Being a rare Catholic user, on the other hand, can be very interesting.  If NoFap is all about asking the right questions, as I suggested above, then my faith positions me to ask particularly good questions.  I don't see it as my job to challenge the entire sexual outlooks of everyone on the far side of the Tiber, but a passing familiarity with the personalist approach to Catholic sexual ethics has served me very well on many occasions in attempting to articulate (for example) why women are so uncomfortable with their boyfriends' porn habits.  Often the women themselves don't have the vocabulary… but John Paul II (or, as I call him to avoid ad hominems, “philosopher Karol Wojtyla”) does.

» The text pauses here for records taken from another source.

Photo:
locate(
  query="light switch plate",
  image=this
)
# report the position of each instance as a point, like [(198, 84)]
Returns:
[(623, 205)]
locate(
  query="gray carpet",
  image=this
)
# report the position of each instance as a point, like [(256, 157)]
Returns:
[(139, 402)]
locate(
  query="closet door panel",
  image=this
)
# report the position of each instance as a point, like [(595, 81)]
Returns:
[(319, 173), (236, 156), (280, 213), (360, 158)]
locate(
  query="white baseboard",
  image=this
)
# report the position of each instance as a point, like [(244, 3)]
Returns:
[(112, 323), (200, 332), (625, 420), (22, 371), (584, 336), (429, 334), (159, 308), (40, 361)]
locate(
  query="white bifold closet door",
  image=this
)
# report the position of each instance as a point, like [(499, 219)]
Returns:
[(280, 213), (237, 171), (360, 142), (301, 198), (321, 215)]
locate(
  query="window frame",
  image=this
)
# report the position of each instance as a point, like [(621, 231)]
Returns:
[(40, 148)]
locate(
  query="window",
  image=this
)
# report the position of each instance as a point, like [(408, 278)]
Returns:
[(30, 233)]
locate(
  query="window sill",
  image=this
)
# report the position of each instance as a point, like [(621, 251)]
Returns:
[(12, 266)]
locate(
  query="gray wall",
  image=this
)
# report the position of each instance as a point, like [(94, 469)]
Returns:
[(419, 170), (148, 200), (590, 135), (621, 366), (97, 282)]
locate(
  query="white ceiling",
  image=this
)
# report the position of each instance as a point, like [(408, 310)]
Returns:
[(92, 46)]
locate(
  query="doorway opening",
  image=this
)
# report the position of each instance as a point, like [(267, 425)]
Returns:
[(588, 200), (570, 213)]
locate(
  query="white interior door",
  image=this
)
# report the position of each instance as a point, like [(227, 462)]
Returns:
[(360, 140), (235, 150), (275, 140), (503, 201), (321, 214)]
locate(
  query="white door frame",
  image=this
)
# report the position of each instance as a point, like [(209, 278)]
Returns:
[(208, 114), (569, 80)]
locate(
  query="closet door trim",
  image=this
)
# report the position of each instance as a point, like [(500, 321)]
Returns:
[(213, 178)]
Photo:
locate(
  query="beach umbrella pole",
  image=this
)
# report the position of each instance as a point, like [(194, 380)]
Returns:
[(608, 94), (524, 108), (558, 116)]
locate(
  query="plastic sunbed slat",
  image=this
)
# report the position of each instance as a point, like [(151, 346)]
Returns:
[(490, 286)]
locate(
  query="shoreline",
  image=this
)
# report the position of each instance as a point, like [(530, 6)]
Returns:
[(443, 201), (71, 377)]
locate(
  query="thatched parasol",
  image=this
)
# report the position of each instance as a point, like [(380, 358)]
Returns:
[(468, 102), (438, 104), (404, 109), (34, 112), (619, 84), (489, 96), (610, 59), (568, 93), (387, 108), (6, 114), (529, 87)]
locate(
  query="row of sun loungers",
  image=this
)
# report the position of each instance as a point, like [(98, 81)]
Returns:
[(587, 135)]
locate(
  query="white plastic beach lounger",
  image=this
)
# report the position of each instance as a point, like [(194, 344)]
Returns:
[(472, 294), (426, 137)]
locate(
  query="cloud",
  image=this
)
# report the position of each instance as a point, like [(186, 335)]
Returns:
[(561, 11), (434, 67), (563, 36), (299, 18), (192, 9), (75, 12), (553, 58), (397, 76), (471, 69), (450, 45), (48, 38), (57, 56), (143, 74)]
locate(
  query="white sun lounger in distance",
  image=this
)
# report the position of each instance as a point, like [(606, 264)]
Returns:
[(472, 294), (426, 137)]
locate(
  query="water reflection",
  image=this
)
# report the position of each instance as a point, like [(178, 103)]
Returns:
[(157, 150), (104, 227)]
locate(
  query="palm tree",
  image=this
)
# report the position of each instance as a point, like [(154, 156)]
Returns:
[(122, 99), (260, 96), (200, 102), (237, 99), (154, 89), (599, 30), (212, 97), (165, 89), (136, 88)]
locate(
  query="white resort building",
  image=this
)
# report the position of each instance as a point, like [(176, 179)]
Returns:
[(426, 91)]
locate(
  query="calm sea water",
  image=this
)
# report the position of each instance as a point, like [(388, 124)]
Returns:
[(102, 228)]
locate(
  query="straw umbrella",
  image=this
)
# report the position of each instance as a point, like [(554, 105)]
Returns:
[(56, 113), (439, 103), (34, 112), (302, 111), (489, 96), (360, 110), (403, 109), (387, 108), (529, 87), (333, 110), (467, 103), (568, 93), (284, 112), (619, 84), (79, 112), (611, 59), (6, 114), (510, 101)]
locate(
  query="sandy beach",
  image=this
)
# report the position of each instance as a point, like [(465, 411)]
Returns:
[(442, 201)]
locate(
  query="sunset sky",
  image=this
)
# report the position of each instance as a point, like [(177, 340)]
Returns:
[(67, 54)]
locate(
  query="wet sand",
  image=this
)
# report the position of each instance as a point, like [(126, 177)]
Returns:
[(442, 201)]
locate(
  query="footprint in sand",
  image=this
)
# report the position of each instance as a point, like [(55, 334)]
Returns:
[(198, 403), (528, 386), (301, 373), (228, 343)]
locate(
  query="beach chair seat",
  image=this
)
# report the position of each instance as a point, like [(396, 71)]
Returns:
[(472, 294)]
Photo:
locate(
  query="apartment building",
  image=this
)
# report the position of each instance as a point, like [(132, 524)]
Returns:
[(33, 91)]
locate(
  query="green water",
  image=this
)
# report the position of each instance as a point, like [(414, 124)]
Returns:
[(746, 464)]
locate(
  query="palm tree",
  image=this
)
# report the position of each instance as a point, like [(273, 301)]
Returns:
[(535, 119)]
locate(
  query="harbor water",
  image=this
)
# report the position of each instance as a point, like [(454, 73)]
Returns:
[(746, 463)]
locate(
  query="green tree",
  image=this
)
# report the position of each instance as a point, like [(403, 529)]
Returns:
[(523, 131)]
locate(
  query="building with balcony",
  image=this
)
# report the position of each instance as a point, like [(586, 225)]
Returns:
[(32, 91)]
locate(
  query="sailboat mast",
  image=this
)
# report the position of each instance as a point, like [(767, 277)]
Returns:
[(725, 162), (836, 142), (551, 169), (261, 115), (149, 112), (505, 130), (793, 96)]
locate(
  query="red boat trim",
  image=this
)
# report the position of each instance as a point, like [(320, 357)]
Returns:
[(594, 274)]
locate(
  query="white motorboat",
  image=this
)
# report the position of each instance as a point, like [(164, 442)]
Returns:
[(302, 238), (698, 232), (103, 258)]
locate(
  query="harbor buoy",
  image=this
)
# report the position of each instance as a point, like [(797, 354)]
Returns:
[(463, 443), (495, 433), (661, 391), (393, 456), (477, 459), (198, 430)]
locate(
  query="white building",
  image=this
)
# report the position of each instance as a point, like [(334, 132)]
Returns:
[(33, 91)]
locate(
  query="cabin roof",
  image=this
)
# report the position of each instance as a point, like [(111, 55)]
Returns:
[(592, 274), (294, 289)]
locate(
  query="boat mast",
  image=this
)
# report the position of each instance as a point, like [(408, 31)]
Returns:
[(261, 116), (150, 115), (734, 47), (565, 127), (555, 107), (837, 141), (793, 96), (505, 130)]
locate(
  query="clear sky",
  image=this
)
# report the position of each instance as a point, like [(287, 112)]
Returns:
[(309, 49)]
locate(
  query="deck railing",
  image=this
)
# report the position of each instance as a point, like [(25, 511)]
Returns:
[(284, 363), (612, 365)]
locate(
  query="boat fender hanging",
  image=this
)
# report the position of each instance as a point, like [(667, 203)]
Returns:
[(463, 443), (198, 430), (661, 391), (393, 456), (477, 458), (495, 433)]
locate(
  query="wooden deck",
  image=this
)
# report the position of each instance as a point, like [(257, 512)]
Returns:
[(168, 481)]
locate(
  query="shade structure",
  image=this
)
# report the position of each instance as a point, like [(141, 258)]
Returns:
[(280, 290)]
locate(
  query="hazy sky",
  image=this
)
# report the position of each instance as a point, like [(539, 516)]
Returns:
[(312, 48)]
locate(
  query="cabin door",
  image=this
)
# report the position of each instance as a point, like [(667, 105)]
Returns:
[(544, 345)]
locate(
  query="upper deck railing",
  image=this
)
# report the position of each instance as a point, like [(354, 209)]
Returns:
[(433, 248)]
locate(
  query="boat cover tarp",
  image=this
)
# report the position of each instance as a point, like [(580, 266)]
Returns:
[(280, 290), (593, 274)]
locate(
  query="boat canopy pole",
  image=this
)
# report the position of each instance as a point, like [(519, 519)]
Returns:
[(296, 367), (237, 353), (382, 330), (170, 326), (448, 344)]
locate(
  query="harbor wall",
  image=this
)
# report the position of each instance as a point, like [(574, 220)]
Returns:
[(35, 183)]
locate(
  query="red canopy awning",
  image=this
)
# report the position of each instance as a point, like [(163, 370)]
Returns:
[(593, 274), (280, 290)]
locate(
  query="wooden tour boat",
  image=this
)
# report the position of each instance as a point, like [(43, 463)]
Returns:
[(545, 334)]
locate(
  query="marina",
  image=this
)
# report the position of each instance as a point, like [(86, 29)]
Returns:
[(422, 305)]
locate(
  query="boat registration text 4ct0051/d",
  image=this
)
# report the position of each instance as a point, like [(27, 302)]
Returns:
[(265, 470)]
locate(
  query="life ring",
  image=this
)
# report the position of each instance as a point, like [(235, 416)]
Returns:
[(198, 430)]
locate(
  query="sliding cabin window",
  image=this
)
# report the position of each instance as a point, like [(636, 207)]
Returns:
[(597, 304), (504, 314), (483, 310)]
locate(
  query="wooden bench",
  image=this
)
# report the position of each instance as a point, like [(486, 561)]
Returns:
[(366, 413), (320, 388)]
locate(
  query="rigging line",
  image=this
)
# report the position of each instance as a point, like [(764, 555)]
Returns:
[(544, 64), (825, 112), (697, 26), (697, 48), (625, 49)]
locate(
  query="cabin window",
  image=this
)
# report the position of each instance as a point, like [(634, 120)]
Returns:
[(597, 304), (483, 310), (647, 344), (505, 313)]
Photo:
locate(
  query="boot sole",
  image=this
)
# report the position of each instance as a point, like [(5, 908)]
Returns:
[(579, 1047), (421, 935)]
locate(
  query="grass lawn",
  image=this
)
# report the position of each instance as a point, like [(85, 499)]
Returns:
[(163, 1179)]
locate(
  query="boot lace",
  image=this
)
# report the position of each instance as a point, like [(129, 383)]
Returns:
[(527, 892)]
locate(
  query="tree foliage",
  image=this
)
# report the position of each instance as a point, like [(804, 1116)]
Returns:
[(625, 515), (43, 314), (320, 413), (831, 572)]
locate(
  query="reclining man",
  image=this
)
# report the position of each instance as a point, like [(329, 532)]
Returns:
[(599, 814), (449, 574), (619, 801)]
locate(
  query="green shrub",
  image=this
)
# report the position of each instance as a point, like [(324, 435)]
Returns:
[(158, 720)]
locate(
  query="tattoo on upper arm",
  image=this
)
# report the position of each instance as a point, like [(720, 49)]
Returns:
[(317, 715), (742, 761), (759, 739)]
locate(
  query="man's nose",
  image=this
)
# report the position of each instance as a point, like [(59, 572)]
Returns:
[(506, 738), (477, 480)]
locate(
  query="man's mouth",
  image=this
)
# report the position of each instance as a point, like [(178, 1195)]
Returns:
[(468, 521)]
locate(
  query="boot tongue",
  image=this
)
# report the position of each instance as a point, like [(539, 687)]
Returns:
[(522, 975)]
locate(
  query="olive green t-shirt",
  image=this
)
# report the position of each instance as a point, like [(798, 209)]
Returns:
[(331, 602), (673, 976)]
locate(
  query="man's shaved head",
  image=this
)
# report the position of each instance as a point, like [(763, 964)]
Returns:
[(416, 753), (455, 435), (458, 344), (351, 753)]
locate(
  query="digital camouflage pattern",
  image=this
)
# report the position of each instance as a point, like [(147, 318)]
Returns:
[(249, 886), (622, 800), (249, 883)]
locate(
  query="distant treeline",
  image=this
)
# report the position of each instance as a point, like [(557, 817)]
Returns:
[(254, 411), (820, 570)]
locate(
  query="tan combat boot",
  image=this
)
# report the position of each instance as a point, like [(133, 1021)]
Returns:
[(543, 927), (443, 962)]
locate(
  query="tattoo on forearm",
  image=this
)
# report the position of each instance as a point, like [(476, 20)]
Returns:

Catholicism has also given me a great gift that has been denied to many of my atheist NoFap brothers:  I know I can't resist this temptation all on my own.  I am not in control of it.  Without help from some factor outside my control — I recognize it as grace, others may call it good luck — I will fail.  And, of course, I have failed, plenty of times, despite making what I considered my best efforts.  Grace does not always come immediately when asked for.  Neither does good luck.  Except for a few very fortunate people, most of us are going to fail, frequently, for quite a while before we make any progress.  Newbies sometimes consider this terribly cynical and unhelpful of me.  Old hands, however, who are falling into despair as their early dreams of iron willpower and self-conquest crumble, sometimes find it gives them the hope to carry on.  One of the great cruelties of secular humanism is its suggestion that a person can shape himself into anything he wants simply by putting his mind to it.  NoFap is a great help for the 99% of the process that is simply putting your mind to it, but sometimes it misses that last 1% that has to come from somewhere else.  

Although I write at greater length about all kinds of other things at NoFap, reminding people of that 1% is the part of my work that stems most directly from my Catholicism, and it's also the work I'm proudest of doing, because it gives people who are falling into despair the same hope that NoFap gave me 20 months ago, when I was the one falling into despair.